According to vets, this type of back rub is calming and relaxing for dogs. It is a good dog massage for anxiety, especially for dogs afraid of human touch.
Touch can be healing for rescue dogs; massage helps them regain trust - it is something that is absolutely amazing to watch.
Try giving your best friend a head rub for another calming massage technique. Calming points are most commonly found on your pet's head. Begin at the tip of your dog's nose, where an acupressure point associated with calming and healing can be found. Gently run your thumb from the end of the nose to the top of the head, going back and forth slowly.
Many senior dogs have mobility problems as they age.

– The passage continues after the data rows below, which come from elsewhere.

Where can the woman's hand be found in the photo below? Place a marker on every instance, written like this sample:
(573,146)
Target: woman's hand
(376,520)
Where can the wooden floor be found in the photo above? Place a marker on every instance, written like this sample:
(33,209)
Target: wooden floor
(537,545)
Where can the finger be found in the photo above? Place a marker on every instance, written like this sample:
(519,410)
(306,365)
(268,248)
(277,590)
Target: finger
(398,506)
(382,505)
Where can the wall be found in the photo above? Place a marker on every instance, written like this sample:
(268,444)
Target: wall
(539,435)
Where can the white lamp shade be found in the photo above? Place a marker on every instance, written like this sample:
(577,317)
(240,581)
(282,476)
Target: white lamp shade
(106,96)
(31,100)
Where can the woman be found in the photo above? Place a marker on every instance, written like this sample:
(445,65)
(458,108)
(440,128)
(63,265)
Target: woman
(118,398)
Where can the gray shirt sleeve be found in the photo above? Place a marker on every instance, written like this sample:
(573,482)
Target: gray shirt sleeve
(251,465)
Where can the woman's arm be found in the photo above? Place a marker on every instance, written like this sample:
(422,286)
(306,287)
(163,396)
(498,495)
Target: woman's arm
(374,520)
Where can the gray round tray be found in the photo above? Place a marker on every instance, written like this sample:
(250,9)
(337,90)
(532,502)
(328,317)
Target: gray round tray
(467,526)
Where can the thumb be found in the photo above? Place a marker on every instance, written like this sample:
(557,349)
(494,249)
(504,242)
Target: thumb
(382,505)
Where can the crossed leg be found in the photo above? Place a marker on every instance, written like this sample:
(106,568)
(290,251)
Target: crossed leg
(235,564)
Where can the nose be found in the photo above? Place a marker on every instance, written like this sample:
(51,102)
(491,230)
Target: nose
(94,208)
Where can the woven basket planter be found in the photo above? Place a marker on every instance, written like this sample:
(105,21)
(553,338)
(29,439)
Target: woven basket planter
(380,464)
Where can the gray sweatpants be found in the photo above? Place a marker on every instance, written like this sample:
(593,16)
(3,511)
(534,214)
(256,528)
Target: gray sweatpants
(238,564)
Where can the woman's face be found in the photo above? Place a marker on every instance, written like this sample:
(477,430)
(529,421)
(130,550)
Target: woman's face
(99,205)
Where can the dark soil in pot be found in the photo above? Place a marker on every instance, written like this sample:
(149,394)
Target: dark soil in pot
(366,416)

Dogs, like us, are living longer lives. Certain inevitabilities accompany aging, but we can make our dogs more comfortable. Professional dog massage for arthritis should be performed under the medical supervision of a veterinarian. To keep muscles loose and flexible, some gentle compression can be done at home.
This dog massage therapy technique is designed to work on your dog's back legs and glutes. Gently press both thumbs into the thigh or glute muscle, forming a backward "C." Making clockwise thumb circles, slowly work your way across the entire muscle.
This thumb-circle technique is also helpful in massaging the base of the neck. Because they can't reach their necks, dogs adore it.
Even the most basic ear rub is appreciated by the majority of dogs. However, with a bit of practice, you can provide your pet with a soothing, therapeutic ear massage. Begin this simple massage by placing your thumb on the inner side of your dog's ear, near the base of the ear flap, and your index finger outside the ear. Slowly stroke out towards the end of the ear with gentle pressure, finishing with a gentle pull.
When massaging your dog, maintain a calm, relaxed demeanor, as animals are sensitive to human energy. You should introduce your dog to your calm space in a low, soothing voice. It's also critical to keep an eye on your dog's body language. A happy dog will stretch, lean into your hands, and be calm to the point of falling asleep. You'll eventually be able to communicate with your dog using only your hands.